Ivánovitch é sedado e embarca em um sono profundo. Bulgákov aproveita, então, para explorar um recurso bastante presente em O Mestre e Margarida: a narrativa onírica. O sonho do personagem o leva a uma espécie de julgamento que remete ao imaginário do Juízo Final, com boas doses de elementos teatrais, que sabemos ser a especialidade do dramaturgo russo.

Nikanor Ivánovitch começou sonhando que umas pessoas de trompete dourado na mão conduziam-no, mais solenemente, a grandes portões laqueados. Nesses portões, os acompanhantes tocaram como que uma fanfarra para Nikanor Ivánovitch, e depois uma retumbante voz de baixo, vinda dos céus, disse, com alegria (…)

É interessante como Bulgákov cria ambientações que cativam a imaginação dos leitores, mesmo com a constante mudança de cenário proposta no livro. No caso deste sonho, Ivánovitch se vê em um teatro repleto de homens barbados, após dias relutando em entregar a “moeda estrangeira”, em uma sátira dos julgamentos stalinistas, no qual todos são, em algum momento, forçados a admitir sua culpa e ainda dedurar parentes.

 

Ao fim do capítulo, somos levados a uma outra viagem, desta vez não apenas no espaço, mas também no tempo: para o monte Calvário, onde acontecerá a crucificação de Ieshua, grafia original de Jesus adotada pelo autor. Mais uma vez, fica patente a diferença de tom adotada pelo autor quando fala da “realidade” de Moscou e do relato ficcional, escrito pelo Mestre, sobre Jesus.

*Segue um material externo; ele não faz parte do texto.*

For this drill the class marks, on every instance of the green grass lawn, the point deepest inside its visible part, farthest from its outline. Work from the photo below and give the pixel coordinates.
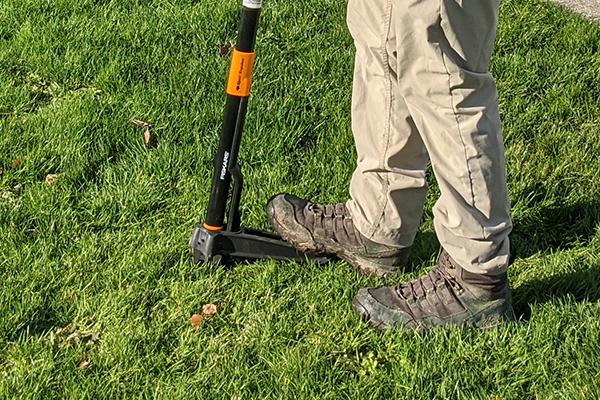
(95, 268)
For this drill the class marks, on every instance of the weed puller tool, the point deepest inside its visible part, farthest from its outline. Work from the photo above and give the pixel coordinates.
(213, 240)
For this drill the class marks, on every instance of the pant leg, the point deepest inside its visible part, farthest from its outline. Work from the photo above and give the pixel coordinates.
(444, 49)
(388, 188)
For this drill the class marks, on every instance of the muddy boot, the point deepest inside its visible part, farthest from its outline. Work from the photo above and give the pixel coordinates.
(448, 295)
(329, 230)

Se no primeiro caso os relatos têm um tom surreal, com desaparecimentos inauditos, episódios de magia negra e outras experiências diabólicas, o relato da morte de Ieshua é sóbrio, quase rígido em seus detalhes, seja na descrição dos sentinelas postados no sopé do monte, seja dos últimos momentos dos três condenados.

Ieshua era mais feliz que os outros dois. Já na primeira hora começara a ter desmaios, depois caiu em torpor, com a cabeça a pender no turbante desenrolado. Assim, moscas e mutucas cobriram-no de todo, fazendo seu rosto sumir sob uma máscara negra movediça. Mutucas gordas instalaram-se na virilha, na barriga e nas axilas, sugando o corpo amarelo e nu.

O relato se encerra com um momento chave dessa tão conhecida  narrativa: o desaparecimento do corpo de Jesus, antes estendido ao lado dos dois outros condenados. Em que ponto todos os sumiços que permeiam essa narrativa irão se desencontrar?

É essa a pergunta que nos fazemos, prestes a encerrar a primeira parte do livro!